Clear blue skies, baking July sunshine, you might think there is no better place to be than with your dog, in the wilds of Northumberland, on top of the Simonside and away from it all. Of course, you’d be right, though there is a potential downside, in the form of Britain’s only venomous snake.

Depending on whom you listen to, adder sightings are pretty rare, though anyone regularly walking in the hills in the summer will tell you that there are plenty of snakes about. On hot days, they love to lie on rocks basking in the sun.

In truth, they are fairly wary creatures that tend to shy away from contact with humans and more significantly, their pets, however, every now and then the two meet, with potentially disastrous consequences.

And so it was for a young Jack Russell terrier, Scout, the weekend before last. I got the call about 3pm on the Sunday afternoon.

“Dom, Scout’s been bitten by an adder and now she can’t walk.”

A few questions later and I’d ascertained that she was fine in herself but had been bitten on the back leg – “Get her to us as quick as you can.”

Over the years of vetting in Northumberland, I’ve seen many adder bite casualties and though some have been pretty poorly at the time and others have had some nasty skin lesions develop in the aftermath – it is very unusual to have a fatality. For a while, there was a treatment available that was marketed as an “experimental antidote” – however, retrospective studies suggested the patients prognosis deteriorated when it was used. Thankfully I never had call to use it.

In fact, particularly with respect to bites to dogs, venom levels are generally low, with the snake “strike” more a warning than an attempt to kill. The result is that generally the victim experiences severe local swelling and pain, but often without major systemic effects.

Treatment revolves around the use of anti-inflammatory drugs to reduce the progress of tissue damage and protect against systemic shock and antibiotics to limit secondary bacterial infections. Of course, occasionally the patient may already have developed shock, in which case intravenous fluids and more intensive treatment is required.

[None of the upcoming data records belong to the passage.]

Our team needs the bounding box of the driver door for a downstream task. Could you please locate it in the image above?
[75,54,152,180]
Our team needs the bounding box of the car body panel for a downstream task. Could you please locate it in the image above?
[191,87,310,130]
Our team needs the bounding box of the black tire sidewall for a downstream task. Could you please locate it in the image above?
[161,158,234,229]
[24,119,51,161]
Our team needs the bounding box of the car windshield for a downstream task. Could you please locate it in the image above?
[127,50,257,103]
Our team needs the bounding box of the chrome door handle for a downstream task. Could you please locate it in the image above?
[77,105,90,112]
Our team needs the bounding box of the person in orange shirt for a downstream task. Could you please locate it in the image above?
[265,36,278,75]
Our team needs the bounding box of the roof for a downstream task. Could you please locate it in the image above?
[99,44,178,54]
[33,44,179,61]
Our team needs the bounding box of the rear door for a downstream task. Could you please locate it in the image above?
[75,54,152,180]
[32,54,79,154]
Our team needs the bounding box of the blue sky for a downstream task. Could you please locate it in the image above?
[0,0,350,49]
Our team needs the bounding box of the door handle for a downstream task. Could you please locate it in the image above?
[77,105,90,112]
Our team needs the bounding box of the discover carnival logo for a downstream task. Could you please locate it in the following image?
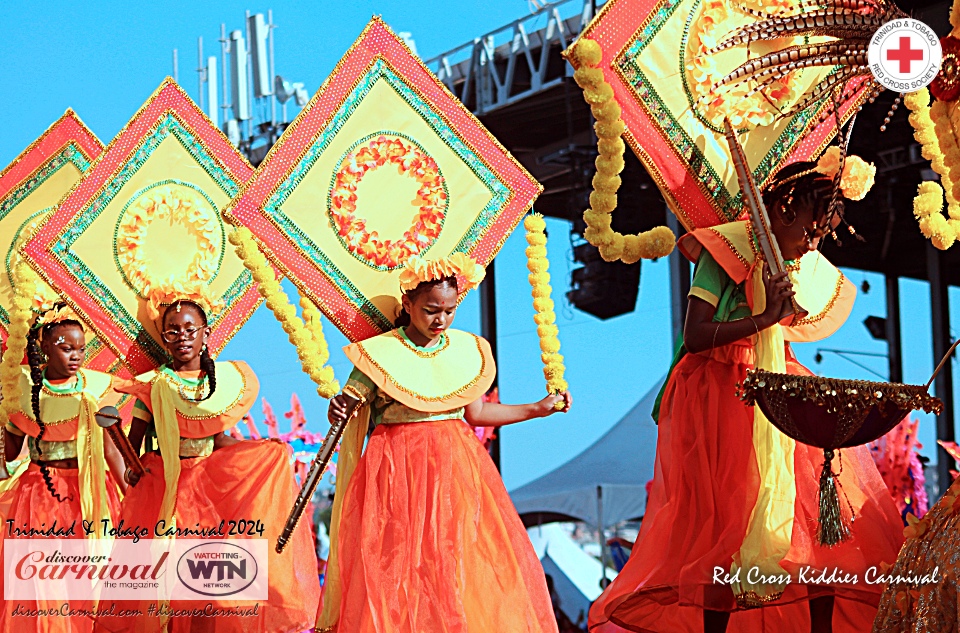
[867,18,943,92]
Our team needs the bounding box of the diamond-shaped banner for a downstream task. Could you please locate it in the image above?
[564,0,867,230]
[22,78,260,373]
[224,18,541,341]
[0,110,116,370]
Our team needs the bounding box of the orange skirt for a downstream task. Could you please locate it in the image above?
[97,440,320,633]
[337,420,557,633]
[0,463,120,633]
[589,344,903,633]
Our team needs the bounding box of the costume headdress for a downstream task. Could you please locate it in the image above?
[0,110,117,370]
[400,253,486,294]
[22,78,259,374]
[147,282,224,322]
[904,2,960,250]
[565,0,899,604]
[34,303,83,332]
[224,18,558,629]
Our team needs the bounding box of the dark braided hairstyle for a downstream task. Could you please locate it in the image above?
[27,314,83,503]
[763,161,833,225]
[393,276,459,328]
[160,299,217,402]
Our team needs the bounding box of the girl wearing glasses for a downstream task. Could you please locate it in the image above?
[0,304,123,632]
[589,154,902,633]
[105,293,320,633]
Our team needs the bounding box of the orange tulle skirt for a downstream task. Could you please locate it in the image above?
[0,463,120,633]
[337,420,557,633]
[97,440,320,633]
[589,344,903,633]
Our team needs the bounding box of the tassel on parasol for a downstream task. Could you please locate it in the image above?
[738,341,960,547]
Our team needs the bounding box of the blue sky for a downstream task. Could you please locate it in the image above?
[0,0,958,488]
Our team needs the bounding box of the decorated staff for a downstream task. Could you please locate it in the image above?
[276,380,366,554]
[95,407,145,483]
[565,0,916,633]
[225,19,570,632]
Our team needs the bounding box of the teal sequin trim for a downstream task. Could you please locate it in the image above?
[615,0,816,222]
[51,112,253,363]
[263,59,510,331]
[0,142,90,326]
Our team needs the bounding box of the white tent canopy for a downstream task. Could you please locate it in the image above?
[510,380,663,527]
[527,523,617,621]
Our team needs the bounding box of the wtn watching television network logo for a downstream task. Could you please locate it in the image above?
[3,538,269,601]
[177,541,259,596]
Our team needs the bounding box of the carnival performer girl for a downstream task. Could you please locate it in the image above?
[873,460,960,633]
[0,304,123,633]
[103,290,320,633]
[317,253,571,633]
[589,154,902,633]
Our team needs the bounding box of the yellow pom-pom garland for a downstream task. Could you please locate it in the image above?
[561,38,676,264]
[904,88,960,250]
[0,262,37,463]
[523,213,567,410]
[230,227,340,399]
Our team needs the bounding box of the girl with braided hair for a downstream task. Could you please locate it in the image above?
[315,253,572,633]
[589,154,903,633]
[102,293,320,633]
[0,305,123,633]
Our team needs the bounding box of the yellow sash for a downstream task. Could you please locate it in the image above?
[316,404,370,630]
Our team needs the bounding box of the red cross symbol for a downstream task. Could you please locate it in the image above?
[887,35,923,75]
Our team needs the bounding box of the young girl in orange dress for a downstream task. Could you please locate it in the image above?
[873,462,960,633]
[316,254,571,633]
[0,305,123,633]
[104,294,320,633]
[589,157,902,633]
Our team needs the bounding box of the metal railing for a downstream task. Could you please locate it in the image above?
[426,0,602,115]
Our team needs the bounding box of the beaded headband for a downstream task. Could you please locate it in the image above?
[773,146,877,200]
[400,253,486,294]
[147,283,224,321]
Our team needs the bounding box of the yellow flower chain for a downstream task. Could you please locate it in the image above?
[230,227,340,399]
[904,88,960,250]
[0,262,37,430]
[573,38,676,264]
[523,213,567,410]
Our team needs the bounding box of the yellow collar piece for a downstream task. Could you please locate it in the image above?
[344,330,496,413]
[137,361,247,420]
[20,366,113,428]
[679,220,857,342]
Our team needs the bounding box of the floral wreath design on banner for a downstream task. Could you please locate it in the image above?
[684,0,800,131]
[327,132,450,270]
[114,180,226,299]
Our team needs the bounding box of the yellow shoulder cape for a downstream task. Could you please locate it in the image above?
[343,330,496,413]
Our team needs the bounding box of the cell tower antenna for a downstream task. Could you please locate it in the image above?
[197,35,207,111]
[267,9,277,125]
[220,23,230,131]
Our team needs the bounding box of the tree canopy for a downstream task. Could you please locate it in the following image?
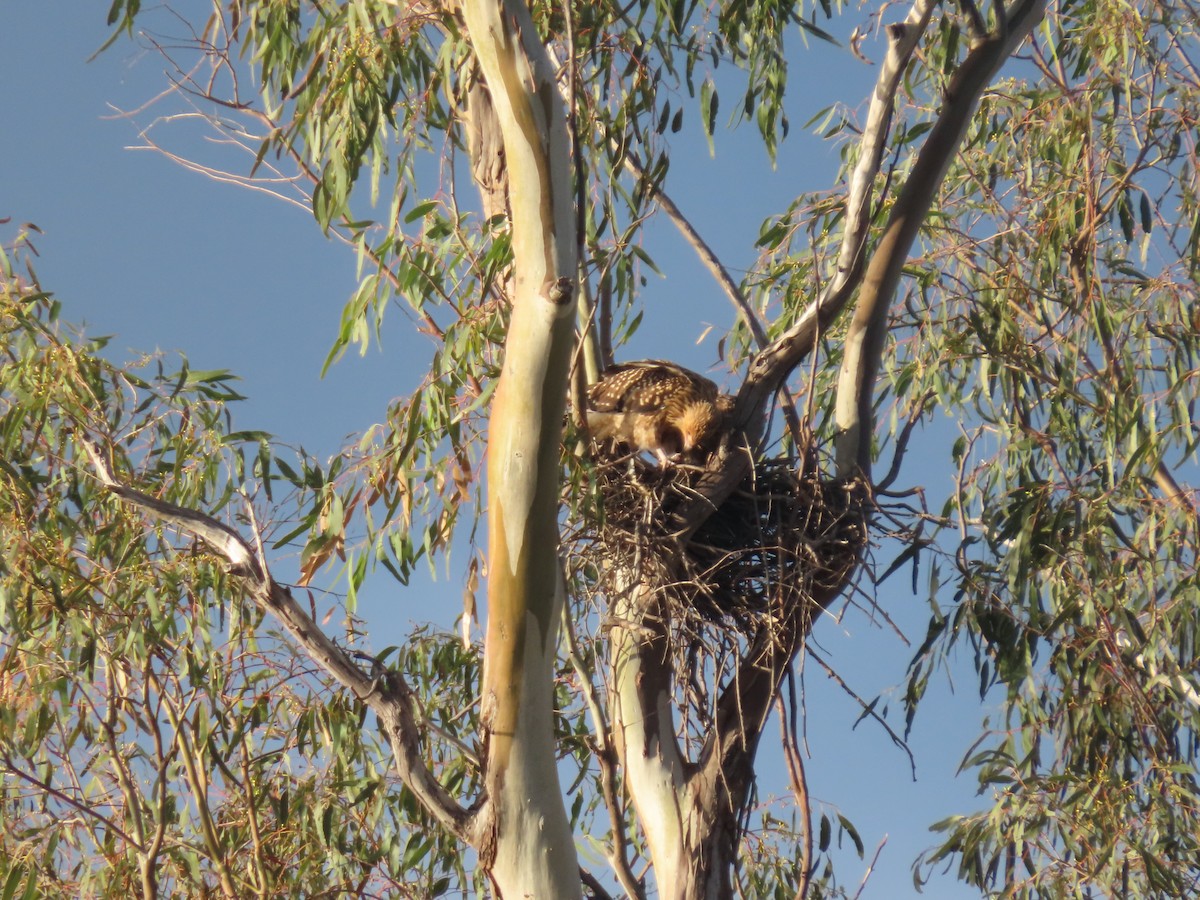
[0,0,1200,898]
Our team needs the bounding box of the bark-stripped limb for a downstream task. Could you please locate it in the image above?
[76,434,474,841]
[835,0,1045,479]
[738,0,937,440]
[461,0,581,900]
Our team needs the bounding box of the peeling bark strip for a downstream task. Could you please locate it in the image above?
[462,0,581,900]
[611,0,1044,900]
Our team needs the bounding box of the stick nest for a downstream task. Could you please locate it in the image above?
[583,457,865,637]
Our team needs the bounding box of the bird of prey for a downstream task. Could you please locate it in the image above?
[587,360,733,466]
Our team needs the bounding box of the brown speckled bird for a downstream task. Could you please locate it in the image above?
[588,359,733,464]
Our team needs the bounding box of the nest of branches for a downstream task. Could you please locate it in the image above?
[572,448,866,743]
[586,448,865,637]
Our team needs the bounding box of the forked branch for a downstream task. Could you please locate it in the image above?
[77,434,474,842]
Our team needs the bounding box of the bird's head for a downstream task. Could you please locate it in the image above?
[673,400,725,454]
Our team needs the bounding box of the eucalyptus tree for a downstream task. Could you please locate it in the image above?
[0,0,1200,898]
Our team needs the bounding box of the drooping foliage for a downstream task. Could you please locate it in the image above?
[0,0,1200,898]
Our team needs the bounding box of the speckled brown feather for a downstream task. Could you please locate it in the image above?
[588,360,728,461]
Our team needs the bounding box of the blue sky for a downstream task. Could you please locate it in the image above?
[0,0,980,900]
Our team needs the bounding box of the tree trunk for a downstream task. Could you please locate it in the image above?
[462,0,580,900]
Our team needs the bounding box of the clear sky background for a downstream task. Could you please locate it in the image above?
[0,0,1008,900]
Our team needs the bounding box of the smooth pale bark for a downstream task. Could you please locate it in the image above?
[611,0,1043,900]
[462,0,581,900]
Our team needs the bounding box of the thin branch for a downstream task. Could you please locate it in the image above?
[835,0,1045,480]
[0,755,145,853]
[563,592,646,900]
[625,152,803,445]
[76,433,474,844]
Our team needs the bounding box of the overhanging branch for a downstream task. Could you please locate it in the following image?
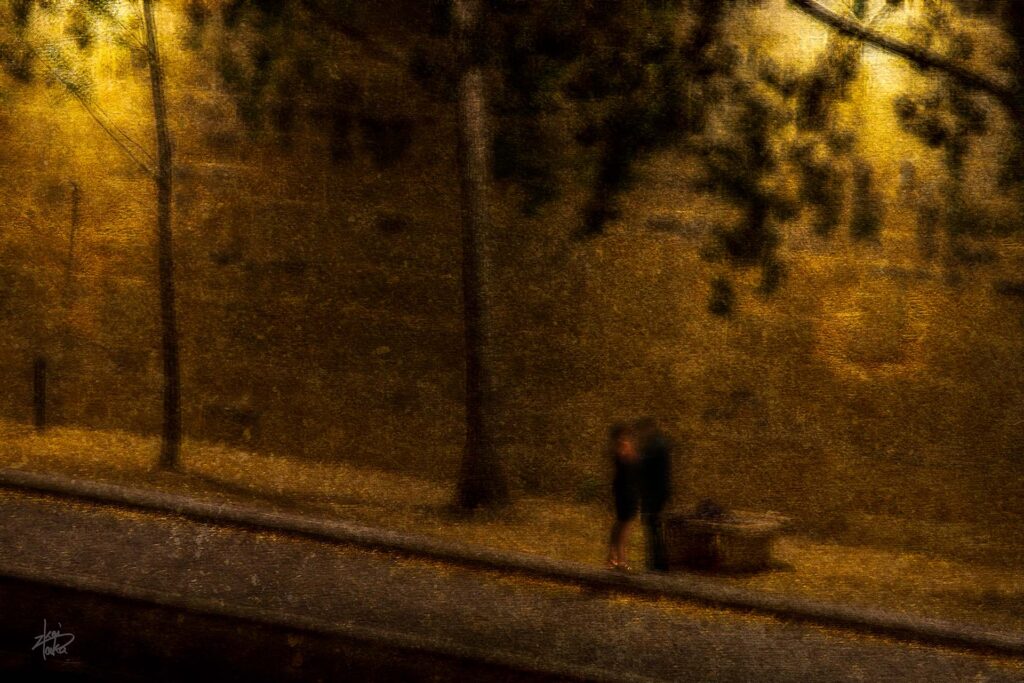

Thankfully, Scout arrived looking a little subdued, with a swollen hind leg but without any evidence of problems with her cardiovascular system. After some treatment in the surgery, her owner was happy to watch her closely at home with clear instruction to bring her back should her condition deteriorate.

In fact, that evening she picked up and was eating and drinking, though it did take a couple of days for the swelling to recede. Thankfully, there was no local tissue damage caused and by the following weekend she gave no hint of her ordeal. However, walks on the Simonside have been postponed until the late Autumn when the adders go back into hibernation.